Water plan change delay 'must result in stronger rules'

Gretchen Robertson
Gretchen Robertson
A three-year delay to a major Otago water quality plan change had better bring stronger regulations with it, Otago regional councillors say.

Yesterday the council voted to change the nature and implementation of plan change 6A, which was adopted in 2014.

Through the plan change, a compliance deadline was due to come into effect in April next year regarding rural discharges.

However, ''significant problems'' with the plan had been identified by council staff.

One issue was an uncertainty over the rules, which meant the council expected a large number of discharge consent applications.

This would undermine the effectiveness of a full review of the council's water plan and ''prevent the effective management of the cumulative effect of discharges on water quality'', staff said.

The council voted yesterday to instead have two plan changes, to be notified in October this year and March next year respectively.

The first relates to the change in timing and implementation.
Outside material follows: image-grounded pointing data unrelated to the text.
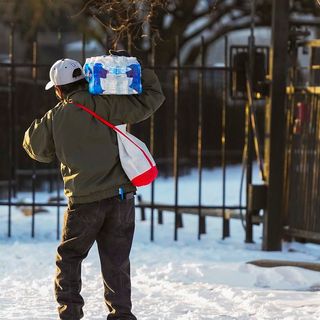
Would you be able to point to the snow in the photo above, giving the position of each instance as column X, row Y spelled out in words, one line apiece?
column 188, row 279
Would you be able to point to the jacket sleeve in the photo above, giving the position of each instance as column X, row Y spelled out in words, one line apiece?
column 132, row 108
column 38, row 141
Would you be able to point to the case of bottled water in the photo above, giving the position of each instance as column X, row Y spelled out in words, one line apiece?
column 113, row 75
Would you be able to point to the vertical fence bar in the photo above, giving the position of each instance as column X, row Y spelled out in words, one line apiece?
column 83, row 48
column 225, row 221
column 201, row 219
column 11, row 124
column 152, row 150
column 56, row 163
column 175, row 139
column 58, row 208
column 34, row 175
The second will be a revised plan change which fixes gaps in the original plan, including its discharge rule framework, stock effluent management and stock access to water bodies, among several others.
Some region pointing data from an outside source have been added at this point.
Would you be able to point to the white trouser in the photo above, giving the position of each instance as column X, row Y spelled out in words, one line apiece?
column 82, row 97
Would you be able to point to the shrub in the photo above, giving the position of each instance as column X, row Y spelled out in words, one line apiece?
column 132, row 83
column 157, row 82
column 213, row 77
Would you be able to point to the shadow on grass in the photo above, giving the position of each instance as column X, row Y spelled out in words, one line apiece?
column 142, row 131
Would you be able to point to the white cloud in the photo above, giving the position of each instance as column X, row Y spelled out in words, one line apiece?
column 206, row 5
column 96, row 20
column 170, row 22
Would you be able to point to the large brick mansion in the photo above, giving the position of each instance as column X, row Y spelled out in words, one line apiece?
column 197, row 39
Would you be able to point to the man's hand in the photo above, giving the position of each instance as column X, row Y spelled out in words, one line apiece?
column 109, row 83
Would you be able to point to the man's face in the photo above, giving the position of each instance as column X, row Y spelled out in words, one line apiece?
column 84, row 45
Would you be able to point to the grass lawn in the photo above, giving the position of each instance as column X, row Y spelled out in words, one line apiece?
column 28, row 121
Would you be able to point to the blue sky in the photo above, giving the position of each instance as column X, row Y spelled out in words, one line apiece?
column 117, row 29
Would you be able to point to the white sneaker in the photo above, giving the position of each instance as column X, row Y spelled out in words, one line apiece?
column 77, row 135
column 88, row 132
This was expected to come into effect in April 2023 and would replace the deadline of April next year.

To complicate things further the Government is expected to tighten rules within the next few months on national water standards, which could affect the plan changes.

Council acting regulatory manager Peter Winder said the effects of the delay would be minimal and the council could expect no worse environmental outcomes for that period.

''One thing we can be absolutely certain about is we will move far faster than this council has worked in the past.''

Cr Gretchen Robertson said the community needed to be assured the change was not simply an extension of rules, but a strengthening of them.

Committee Ngai Tahu representative Edward Ellison said members of his iwi were concerned there would be further extensions - ''they're really anxious, to be honest,'' he said.